HM Revenue and Customs (HMRC) statistics said that savings from the reviled bedroom tax equate to barely 1 per cent of the cash lost to tax-dodging.
The Department for Work and Pensions (DWP) has cited savings of £680m to justify the policy, which cuts social tenants' housing benefits by up to a quarter if DWP officials deem their homes "underoccupied."
HMRC released a new estimate just days ago of Britain's tax gap - the amount lost to the public purse each year to tax avoidance and evasion.
The official figure of £35bn is 99 times greater than the amount the coalition is set to recoup from the bedroom tax.
But the Tax Justice Network's Richard Murphy told the Morning Star yesterday that HMRC ignored major tax avoidance schemes by Apple, Amazon, Google and others that brought the real figure to near £100bn - 261 times the size of bedroom tax savings.
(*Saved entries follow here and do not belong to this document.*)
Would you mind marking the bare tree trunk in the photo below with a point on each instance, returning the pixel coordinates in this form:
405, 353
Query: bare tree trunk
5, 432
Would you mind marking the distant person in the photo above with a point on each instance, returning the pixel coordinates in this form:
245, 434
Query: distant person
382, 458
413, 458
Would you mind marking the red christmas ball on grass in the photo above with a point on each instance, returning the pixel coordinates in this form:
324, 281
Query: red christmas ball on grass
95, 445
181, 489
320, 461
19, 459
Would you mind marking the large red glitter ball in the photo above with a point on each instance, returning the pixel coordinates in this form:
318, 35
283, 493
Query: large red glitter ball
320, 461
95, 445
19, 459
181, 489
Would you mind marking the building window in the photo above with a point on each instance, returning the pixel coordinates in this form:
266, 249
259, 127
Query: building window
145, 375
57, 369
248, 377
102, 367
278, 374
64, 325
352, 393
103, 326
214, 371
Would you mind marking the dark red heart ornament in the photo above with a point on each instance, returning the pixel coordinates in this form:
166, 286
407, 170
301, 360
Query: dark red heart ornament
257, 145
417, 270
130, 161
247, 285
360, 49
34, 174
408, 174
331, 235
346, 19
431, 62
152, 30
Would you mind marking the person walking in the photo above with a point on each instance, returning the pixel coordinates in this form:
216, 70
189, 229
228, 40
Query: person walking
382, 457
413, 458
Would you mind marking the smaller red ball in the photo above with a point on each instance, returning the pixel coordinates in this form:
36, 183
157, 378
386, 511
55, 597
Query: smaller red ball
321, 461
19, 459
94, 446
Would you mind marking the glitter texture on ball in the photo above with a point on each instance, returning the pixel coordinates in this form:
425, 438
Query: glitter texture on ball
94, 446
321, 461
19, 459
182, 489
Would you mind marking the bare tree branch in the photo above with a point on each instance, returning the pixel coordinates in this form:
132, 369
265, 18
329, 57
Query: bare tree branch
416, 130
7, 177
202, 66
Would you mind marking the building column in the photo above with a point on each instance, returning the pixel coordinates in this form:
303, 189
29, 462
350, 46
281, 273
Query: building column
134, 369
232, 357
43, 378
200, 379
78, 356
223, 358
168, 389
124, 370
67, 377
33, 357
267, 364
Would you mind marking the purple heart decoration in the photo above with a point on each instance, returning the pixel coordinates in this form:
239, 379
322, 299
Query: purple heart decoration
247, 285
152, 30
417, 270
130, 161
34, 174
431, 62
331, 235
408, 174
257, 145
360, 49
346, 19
More than 660,000 of the poorest households in Britain are expected to fall into arrears under the hated cash-grab, with charities warning that around two-thirds are home to someone with a disability.
Mr Murphy said: "Apart from the fact that this tax is so bloody indecent, the cost of implementing this policy must be extraordinarily high, but the sheer cost of administration is carried by local government, so it's a hidden cost if you like.
"It's difficult to collect, it achieves very little revenue and its effect has high social disruption. The gain may even be negative. This is a bad tax by any basis," he said.
Meanwhile researchers at the University of York published new research yesterday suggesting that the DWP had assumed nobody would actually move out of their homes as a result.
Professor Rebecca Tunstall of the university's centre for housing policy at the University of York said a sample of housing association's own data showed the department's corrected modelling would see savings of between £320m and £380m a year.